The sequence of 4 numbers obtained in the last substep now has to be converted to an ordered pair of two distinct numbers out of 1, 2 aand 3. This is done by first locating the number 4 in the sequence, and then listing out the cyclically following numbers. An example is given in the image above. There are 6 possible ordered pairs we can remain with, each corresponding to a CP case (for example, 12 indicates solved CP). Given this ordered pair of numbers, we can determine how to solve CP as indicated in the text below
Average movecount: 4 - 5
Average double moves: ~ 1
Algorithms: 0
Once the CP case has been identified, the CP can be solved by swapping a pair of corners. Here is the list of corners that can be swapped in each CP case. Note, any one of the three possible swaps can be done to solve the CP. The ways to perform these swaps are in the execution sections.

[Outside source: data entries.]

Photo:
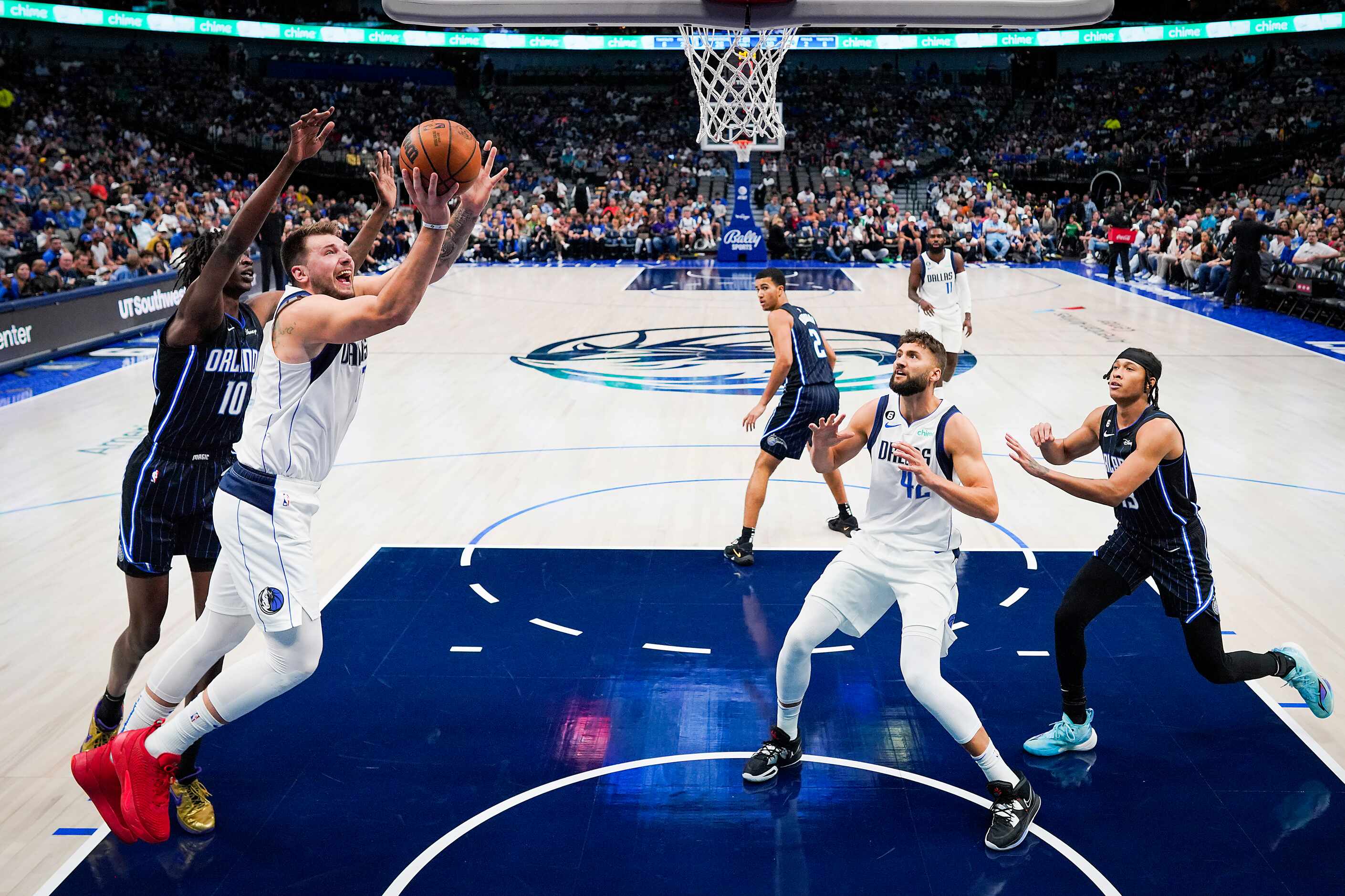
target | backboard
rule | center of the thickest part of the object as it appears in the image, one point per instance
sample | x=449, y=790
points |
x=766, y=14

CP Case | Option 1 | Option 2 | Option 3 | Comments |
---|---|---|---|---|
12 | Nil | Nil | Nil | This corresponds to solved CP, no swaps required |
13 | 2 - 3 | 1 - 6 | 4 - 5 | |
21 | 1 - 2 | 3 - 5 | 4 - 6 | This corresponds to a diagonal swap on the R face |
23 | 1 - 4 | 2 - 5 | 3 - 6 | All options have a difference of 3 |
31 | 3 - 4 | 1 - 5 | 2 - 6 | |
32 | 1 - 3 | 2 - 4 | 5 - 6 | This corresponds to a diagonal swap on the U face |
A pnemonic device to memorise swaps with 1 in this order are "Absorb an acid along arm." The length of each word is the corner that 1 swaps with in that case. A pnemonic device to memorise swaps with 4 in this order are "Quite strong, I can be." The length of each word is the corner that 4 swaps with in that case. Given that no pair appears twice in the table and the pattern in the case of the "23" CP case, One should be able to recreate the table. This will become automatic over time.
While this way of detemining which corners to swap to solve CP seems too elaborate to be worth it, the advanced way of handling this can allow CP recognition in under 3 seconds with little practice. Also, this is quite complicated to follow at first, so it is recommended to take aid of example solves.